Gorman smiled broadly, shook his head, tossed the gum wrappers into an ashtray on the opposite end of the table, then continued.
“When Leo Durocher was managing the Giants his wife Laraine (actress Laraine Day) would sit in the box seats along the third base line and, when I was in town, Marge would always join her. Now I’ve had my disagreements with Durocher in the past. He was a lying, despicable, cheating bastard on the field. He’d do anything to win.

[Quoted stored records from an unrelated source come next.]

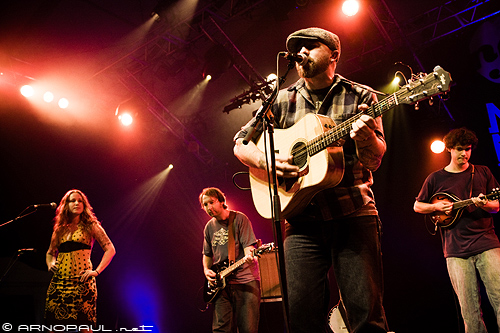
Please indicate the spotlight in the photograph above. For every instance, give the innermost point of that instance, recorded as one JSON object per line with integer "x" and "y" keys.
{"x": 27, "y": 91}
{"x": 126, "y": 119}
{"x": 63, "y": 103}
{"x": 350, "y": 7}
{"x": 437, "y": 147}
{"x": 48, "y": 97}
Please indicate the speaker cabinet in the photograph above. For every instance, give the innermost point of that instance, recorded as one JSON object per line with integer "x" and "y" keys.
{"x": 269, "y": 278}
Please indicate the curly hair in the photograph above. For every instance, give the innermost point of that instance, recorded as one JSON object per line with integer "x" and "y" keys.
{"x": 61, "y": 219}
{"x": 460, "y": 137}
{"x": 214, "y": 193}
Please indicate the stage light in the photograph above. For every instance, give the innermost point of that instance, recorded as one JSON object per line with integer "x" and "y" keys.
{"x": 350, "y": 7}
{"x": 48, "y": 97}
{"x": 437, "y": 147}
{"x": 126, "y": 119}
{"x": 63, "y": 103}
{"x": 27, "y": 90}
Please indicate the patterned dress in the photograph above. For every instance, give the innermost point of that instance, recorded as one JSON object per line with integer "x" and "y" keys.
{"x": 70, "y": 301}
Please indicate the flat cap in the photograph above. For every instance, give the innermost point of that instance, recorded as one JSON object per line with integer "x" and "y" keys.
{"x": 294, "y": 41}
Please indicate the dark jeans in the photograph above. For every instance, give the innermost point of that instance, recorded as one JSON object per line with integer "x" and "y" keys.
{"x": 352, "y": 246}
{"x": 237, "y": 306}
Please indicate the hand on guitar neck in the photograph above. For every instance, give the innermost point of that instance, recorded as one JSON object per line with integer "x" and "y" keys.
{"x": 448, "y": 208}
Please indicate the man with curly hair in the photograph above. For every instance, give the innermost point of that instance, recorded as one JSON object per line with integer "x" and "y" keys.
{"x": 469, "y": 242}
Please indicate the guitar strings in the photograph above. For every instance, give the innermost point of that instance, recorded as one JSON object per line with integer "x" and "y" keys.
{"x": 325, "y": 139}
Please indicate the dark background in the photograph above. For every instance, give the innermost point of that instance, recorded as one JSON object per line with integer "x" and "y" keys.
{"x": 94, "y": 53}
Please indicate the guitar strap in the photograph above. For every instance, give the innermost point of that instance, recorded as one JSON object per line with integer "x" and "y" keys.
{"x": 231, "y": 250}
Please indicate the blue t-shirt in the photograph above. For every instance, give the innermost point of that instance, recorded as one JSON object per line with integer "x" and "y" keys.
{"x": 215, "y": 245}
{"x": 473, "y": 232}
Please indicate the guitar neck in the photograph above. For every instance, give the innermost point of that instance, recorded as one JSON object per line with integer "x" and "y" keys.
{"x": 338, "y": 132}
{"x": 231, "y": 268}
{"x": 463, "y": 203}
{"x": 425, "y": 87}
{"x": 467, "y": 202}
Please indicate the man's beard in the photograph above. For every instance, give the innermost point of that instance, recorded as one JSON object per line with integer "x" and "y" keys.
{"x": 314, "y": 68}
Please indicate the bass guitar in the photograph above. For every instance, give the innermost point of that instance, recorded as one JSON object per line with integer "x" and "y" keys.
{"x": 315, "y": 142}
{"x": 446, "y": 220}
{"x": 211, "y": 290}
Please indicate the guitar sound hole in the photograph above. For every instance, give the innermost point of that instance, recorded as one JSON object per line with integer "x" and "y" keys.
{"x": 299, "y": 152}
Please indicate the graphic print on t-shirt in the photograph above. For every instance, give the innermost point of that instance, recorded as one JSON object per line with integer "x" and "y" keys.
{"x": 220, "y": 237}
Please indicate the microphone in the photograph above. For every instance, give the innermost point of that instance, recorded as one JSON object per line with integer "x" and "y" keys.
{"x": 298, "y": 58}
{"x": 26, "y": 250}
{"x": 52, "y": 205}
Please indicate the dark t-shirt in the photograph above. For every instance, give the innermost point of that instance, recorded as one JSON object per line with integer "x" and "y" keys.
{"x": 474, "y": 231}
{"x": 215, "y": 245}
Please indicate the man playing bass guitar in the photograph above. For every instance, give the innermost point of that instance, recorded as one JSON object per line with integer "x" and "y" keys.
{"x": 470, "y": 243}
{"x": 237, "y": 304}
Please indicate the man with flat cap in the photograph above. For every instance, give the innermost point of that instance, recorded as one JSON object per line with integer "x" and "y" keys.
{"x": 340, "y": 227}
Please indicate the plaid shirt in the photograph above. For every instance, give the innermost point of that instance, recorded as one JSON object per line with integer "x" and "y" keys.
{"x": 353, "y": 195}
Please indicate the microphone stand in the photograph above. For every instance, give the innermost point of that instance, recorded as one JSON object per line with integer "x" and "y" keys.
{"x": 20, "y": 216}
{"x": 266, "y": 117}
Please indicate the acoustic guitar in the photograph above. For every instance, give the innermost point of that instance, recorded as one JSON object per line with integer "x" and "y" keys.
{"x": 447, "y": 220}
{"x": 315, "y": 142}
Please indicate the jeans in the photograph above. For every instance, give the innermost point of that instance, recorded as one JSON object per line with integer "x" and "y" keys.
{"x": 352, "y": 246}
{"x": 237, "y": 306}
{"x": 463, "y": 277}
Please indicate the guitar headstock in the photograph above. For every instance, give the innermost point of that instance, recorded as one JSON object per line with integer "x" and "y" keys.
{"x": 494, "y": 194}
{"x": 425, "y": 86}
{"x": 263, "y": 249}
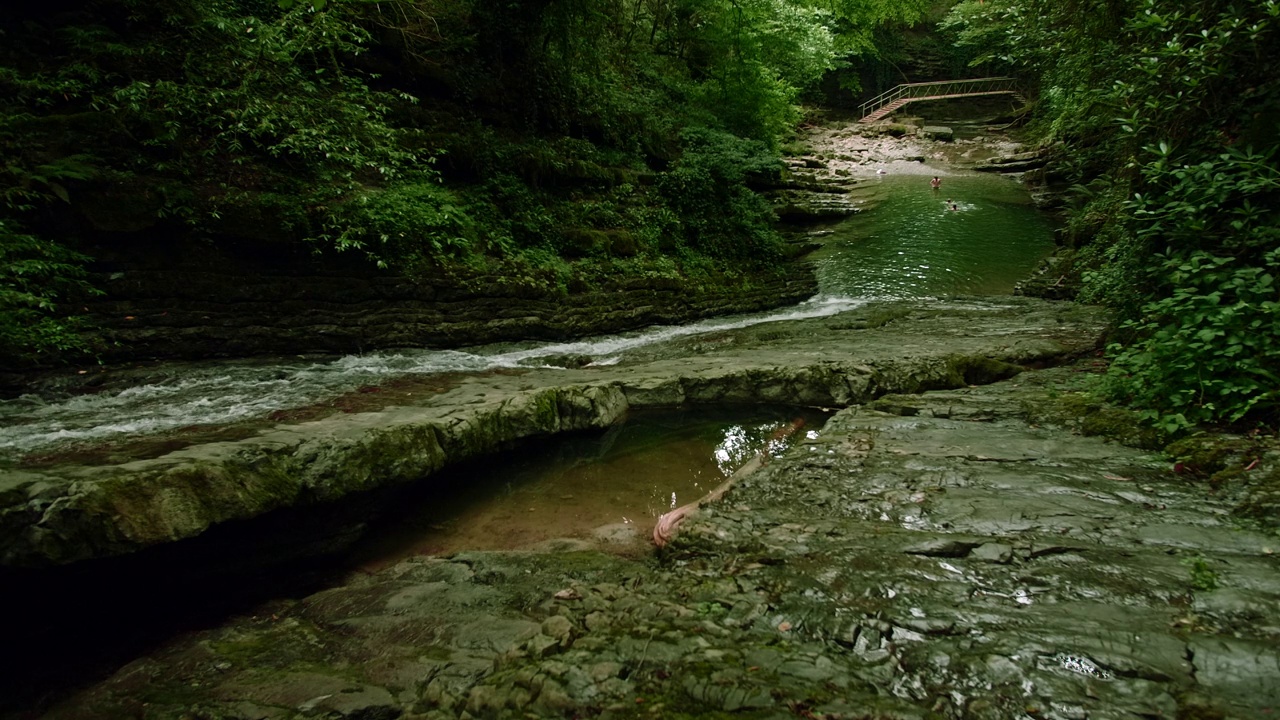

And I’m pretty sure he didn’t have much use for me, either. I threw him out of many a ballgame, but Laraine and Marge, they always got along fine.
“One time, with Laraine and Marge watching, I’m umpiring third base and Leo, he’s coaching third. We get to about the fifth inning, the Giants are up with the bases loaded and one out. Now the guy at bat hits a bloop—a Texas Leaguer—out to the outfield. Thinking initially it’s going to fall in for a base hit, the guy on third streaks for home, then about halfway down the line, he changes his mind and streaks back. In the meantime, the man who was on second is thinking base hit all the way, and he’s barreling head first into third.